À la fin de la Seconde Guerre mondiale, les Alliés ont ordonné la destruction rapide et peu coûteuse de l’arsenal nazi, ainsi que de certaines de leurs propres armes. Des tonnes de munitions ont alors été jetées en mer, souvent de manière anarchique. « Nous ne parlons pas de quelques bombes non explosées, mais de millions de munitions de la Seconde Guerre mondiale simplement jetées par les Alliés pour éviter tout réarmement », a rappelé la ministre allemande de l’Environnement, Steffi Lemke, en octobre 2024.
Une dépollution à grande échelle ?
Aujourd’hui, les conséquences environnementales de cet abandon inquiètent. Des chercheurs ont trouvé des traces de TNT dans les poissons et les moules autour des sites de déversement. « Les munitions conventionnelles sont cancérigènes, les munitions chimiques sont mutagènes et perturbent les enzymes des organismes », prévient Jacek Bełdowski, spécialiste des dépôts sous-marins à l’Académie polonaise des sciences, repris par Wired.

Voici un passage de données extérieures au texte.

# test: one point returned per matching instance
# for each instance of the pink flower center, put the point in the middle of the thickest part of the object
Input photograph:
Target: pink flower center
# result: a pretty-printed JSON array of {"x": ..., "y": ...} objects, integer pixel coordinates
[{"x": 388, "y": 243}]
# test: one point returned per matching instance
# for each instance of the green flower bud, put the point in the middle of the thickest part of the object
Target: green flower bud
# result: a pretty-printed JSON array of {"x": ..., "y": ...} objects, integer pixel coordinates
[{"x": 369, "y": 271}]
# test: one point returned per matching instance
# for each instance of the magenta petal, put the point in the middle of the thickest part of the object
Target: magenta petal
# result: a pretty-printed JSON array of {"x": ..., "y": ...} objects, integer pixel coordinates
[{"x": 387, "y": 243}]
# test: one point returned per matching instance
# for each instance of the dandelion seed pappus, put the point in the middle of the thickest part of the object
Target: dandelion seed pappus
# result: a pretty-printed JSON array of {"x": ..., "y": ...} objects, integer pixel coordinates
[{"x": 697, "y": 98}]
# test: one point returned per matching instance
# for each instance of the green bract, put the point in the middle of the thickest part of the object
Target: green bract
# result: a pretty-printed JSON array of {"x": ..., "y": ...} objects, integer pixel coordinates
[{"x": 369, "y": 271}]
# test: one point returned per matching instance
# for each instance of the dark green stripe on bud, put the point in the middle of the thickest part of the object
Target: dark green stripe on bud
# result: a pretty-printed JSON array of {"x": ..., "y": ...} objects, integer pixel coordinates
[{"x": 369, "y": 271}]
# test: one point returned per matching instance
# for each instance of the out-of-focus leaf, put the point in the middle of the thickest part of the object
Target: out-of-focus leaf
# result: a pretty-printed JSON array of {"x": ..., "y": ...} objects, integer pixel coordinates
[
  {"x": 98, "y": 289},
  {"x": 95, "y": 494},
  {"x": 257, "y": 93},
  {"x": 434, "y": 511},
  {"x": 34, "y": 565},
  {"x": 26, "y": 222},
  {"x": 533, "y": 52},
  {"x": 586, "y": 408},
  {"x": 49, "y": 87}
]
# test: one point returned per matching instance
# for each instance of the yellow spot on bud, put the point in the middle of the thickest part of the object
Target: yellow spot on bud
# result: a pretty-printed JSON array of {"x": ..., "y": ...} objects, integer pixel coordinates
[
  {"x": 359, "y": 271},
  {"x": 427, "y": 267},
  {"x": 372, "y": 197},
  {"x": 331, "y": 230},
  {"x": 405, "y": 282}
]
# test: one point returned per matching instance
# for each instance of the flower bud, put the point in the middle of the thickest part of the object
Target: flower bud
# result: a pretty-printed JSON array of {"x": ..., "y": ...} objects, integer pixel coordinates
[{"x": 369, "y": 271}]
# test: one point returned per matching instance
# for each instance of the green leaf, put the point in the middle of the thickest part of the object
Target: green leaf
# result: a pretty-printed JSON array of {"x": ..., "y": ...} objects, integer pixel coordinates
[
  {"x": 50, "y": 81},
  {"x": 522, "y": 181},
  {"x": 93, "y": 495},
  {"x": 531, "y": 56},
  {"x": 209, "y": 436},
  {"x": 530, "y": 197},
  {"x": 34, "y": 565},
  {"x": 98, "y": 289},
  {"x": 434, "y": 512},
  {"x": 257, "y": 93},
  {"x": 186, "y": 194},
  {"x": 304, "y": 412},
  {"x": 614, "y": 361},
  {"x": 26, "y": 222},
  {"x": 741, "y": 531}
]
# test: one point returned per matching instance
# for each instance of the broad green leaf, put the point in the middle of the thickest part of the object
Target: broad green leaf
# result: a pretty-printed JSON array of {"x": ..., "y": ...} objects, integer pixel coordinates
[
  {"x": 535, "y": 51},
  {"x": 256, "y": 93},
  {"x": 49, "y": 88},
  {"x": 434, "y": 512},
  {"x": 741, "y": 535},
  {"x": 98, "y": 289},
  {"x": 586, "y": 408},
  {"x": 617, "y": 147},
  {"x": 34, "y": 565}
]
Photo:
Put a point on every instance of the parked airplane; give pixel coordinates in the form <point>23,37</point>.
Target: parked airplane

Face à ce problème, l’Allemagne a lancé en juillet 2024 un projet pilote pour tester des solutions d’extraction de ces explosifs sous-marins. Avec un budget de 100 millions d’euros, plusieurs entreprises ont commencé à explorer la baie de Lübeck, située à une vingtaine de mètres de profondeur. L’objectif est de mettre au point un système capable de cartographier, extraire et éliminer ces munitions de manière efficace.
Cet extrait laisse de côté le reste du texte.